Rosenthal, pour sa part, ne va pas jusqu’à croire que les expériences des pays développés autres que les États-Unis ne sont pas pertinentes. Mais il pense que, lorsqu’il s’agit de simuler l’éventail des résultats possibles pour un retraité américain, l’histoire des États-Unis est la plus pertinente. Une possibilité, a-t-il suggéré dans un e-mail, serait de calculer un taux de dépenses sûr en donnant “50% de poids aux données américaines et 50% de poids aux données internationales”. Un tel taux serait inférieur à ce qu’il serait lors de l’exécution de simulations sur des données uniquement américaines, mais pas aussi bas que 1,9 %.

Il est au-delà de la portée de cette chronique de prendre position. Au lieu de cela, mon objectif est de vous faire prendre conscience que beaucoup dépend de votre lecture de l’histoire.

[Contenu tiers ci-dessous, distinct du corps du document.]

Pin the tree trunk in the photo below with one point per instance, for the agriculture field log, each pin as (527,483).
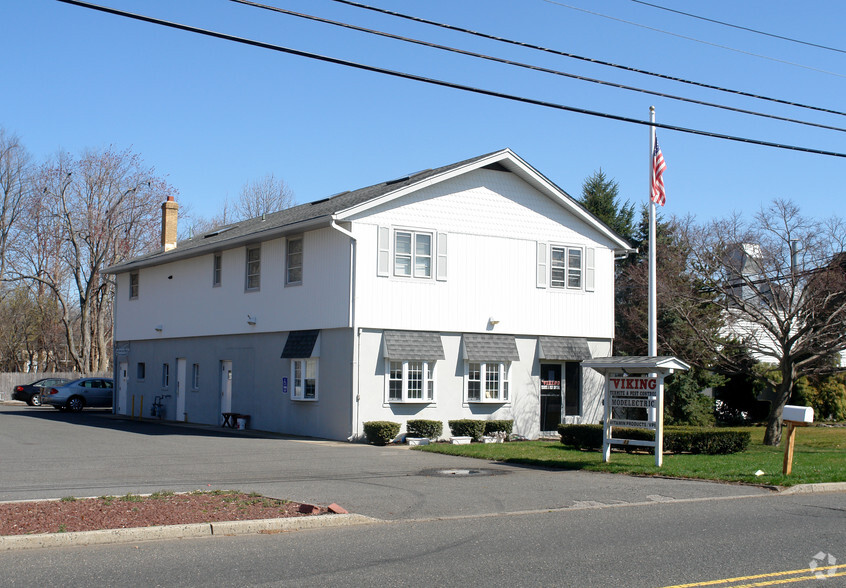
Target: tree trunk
(772,436)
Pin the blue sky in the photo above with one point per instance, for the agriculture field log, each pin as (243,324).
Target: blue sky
(211,115)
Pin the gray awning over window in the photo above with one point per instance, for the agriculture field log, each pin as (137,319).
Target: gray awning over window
(413,345)
(480,348)
(563,348)
(300,344)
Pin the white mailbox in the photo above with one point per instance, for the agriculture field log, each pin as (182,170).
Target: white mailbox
(798,414)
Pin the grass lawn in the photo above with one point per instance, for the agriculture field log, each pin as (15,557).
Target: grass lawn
(819,455)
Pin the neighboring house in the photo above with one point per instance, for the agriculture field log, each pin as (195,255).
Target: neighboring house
(469,291)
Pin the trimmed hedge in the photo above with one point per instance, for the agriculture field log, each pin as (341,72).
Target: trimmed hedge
(676,440)
(502,426)
(381,432)
(424,428)
(467,428)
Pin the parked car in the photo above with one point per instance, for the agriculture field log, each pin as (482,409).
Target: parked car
(31,393)
(76,395)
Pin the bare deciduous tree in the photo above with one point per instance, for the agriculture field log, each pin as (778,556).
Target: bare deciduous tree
(262,196)
(780,283)
(14,182)
(84,215)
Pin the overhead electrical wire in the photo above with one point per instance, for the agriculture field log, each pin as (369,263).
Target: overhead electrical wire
(587,59)
(443,83)
(742,28)
(672,34)
(532,67)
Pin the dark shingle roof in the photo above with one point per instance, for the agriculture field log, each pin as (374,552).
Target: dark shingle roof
(300,344)
(413,345)
(276,223)
(481,347)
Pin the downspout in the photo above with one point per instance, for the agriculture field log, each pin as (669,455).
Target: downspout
(354,383)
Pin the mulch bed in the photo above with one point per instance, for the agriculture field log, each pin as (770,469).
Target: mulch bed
(132,510)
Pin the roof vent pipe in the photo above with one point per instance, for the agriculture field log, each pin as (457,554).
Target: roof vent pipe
(170,211)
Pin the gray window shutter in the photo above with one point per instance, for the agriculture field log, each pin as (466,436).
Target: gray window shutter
(383,264)
(543,265)
(441,270)
(590,269)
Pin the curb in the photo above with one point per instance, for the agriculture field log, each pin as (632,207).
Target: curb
(224,528)
(815,488)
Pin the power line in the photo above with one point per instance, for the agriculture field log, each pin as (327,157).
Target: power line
(742,28)
(443,83)
(533,67)
(587,59)
(636,24)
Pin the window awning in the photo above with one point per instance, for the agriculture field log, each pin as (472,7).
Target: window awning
(479,348)
(413,345)
(300,344)
(563,348)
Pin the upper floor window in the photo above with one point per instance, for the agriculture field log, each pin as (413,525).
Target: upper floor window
(294,261)
(565,267)
(165,375)
(488,381)
(133,285)
(304,374)
(217,267)
(413,254)
(195,377)
(253,267)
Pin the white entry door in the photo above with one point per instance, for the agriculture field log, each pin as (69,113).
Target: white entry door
(225,388)
(123,379)
(180,389)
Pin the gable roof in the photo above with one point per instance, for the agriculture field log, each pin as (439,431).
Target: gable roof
(322,213)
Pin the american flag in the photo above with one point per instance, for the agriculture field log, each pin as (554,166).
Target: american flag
(658,167)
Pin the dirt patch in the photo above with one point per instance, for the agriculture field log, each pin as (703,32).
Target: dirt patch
(132,510)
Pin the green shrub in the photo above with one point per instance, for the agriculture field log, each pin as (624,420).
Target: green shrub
(467,428)
(381,432)
(424,428)
(676,440)
(706,441)
(502,426)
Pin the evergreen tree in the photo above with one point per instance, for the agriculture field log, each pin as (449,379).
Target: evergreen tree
(600,196)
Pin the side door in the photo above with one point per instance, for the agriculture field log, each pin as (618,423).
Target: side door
(106,393)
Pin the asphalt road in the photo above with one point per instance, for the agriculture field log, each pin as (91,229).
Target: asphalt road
(515,526)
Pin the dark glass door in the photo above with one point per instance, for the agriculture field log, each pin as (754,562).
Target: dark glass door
(550,396)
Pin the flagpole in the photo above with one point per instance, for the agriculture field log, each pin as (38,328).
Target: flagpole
(653,297)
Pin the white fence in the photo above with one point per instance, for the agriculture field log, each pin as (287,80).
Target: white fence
(8,381)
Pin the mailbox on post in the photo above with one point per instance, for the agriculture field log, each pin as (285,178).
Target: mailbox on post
(794,416)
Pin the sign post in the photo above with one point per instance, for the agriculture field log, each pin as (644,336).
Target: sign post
(634,386)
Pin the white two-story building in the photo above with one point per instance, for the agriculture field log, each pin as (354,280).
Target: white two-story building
(469,291)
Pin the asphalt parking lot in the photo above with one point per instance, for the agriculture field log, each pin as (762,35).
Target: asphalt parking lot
(49,454)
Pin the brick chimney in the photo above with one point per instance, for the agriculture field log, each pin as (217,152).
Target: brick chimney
(169,214)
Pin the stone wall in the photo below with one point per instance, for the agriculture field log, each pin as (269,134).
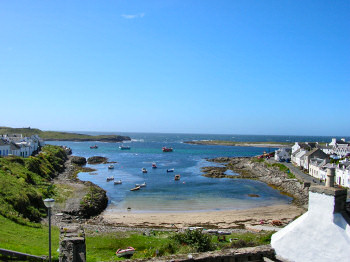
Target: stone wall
(72,244)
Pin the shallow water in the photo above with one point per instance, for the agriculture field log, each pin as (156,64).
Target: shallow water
(163,194)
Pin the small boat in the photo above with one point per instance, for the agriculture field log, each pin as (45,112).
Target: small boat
(125,252)
(167,149)
(135,188)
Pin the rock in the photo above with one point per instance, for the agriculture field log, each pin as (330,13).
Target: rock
(253,195)
(78,160)
(97,160)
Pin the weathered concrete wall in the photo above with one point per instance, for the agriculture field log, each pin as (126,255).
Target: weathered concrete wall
(255,254)
(72,244)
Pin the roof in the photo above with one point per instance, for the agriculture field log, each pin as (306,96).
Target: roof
(3,142)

L’impact d’une règle de dépenses plus faible

combien? Considérez qu’avec une règle de 1,9 %, vous seriez en mesure de dépenser 19 000 $ par année à la retraite pour chaque million de dollars de la valeur de départ de votre portefeuille à la retraite. Avec une règle de 4 %, vous pourriez dépenser 40 000 $ par an, et une règle de 6 % vous permettrait de dépenser 60 000 $. Les différences dans ces montants se traduisent par la différence entre une retraite confortable et à peine grattée.

Et notez que cette hypothèse est basée sur un portefeuille de retraite de 1 million de dollars. Comme je l’ai souligné dans ma chronique d’il y a un mois sur ce sujet, seuls 15 % des comptes de retraite de Vanguard valent même 250 000 $. La crise des retraites est donc potentiellement bien pire que ce que nous savions déjà.

À cet égard, je souhaite corriger une autre statistique que j’ai rapportée dans ma chronique d’il y a un mois qui a exagéré à quel point cette crise pourrait être grave. J’ai écrit que, selon une analyse des données de la Réserve fédérale par le Center of Retirement Research (CRR) du Boston College, seuls 12% des travailleurs ont un compte de retraite en premier lieu. Ce que j’aurais dû dire, c’est que seulement 12 % ont un régime à prestations déterminées, c’est-à-dire une pension. 33 % supplémentaires ont un régime à cotisations définies, comme un 401(k) ou un IRA.

Cela signifie tout de même que plus de la moitié des travailleurs n’ont pas de régime de retraite. La situation est donc bien sombre. Ce n’était tout simplement pas aussi grave que je le disais.

Mark Hulbert est un contributeur régulier de MarketWatch. Son Hulbert Ratings suit les bulletins d’investissement qui paient des frais fixes pour être audités. Il peut être contacté à [email protected].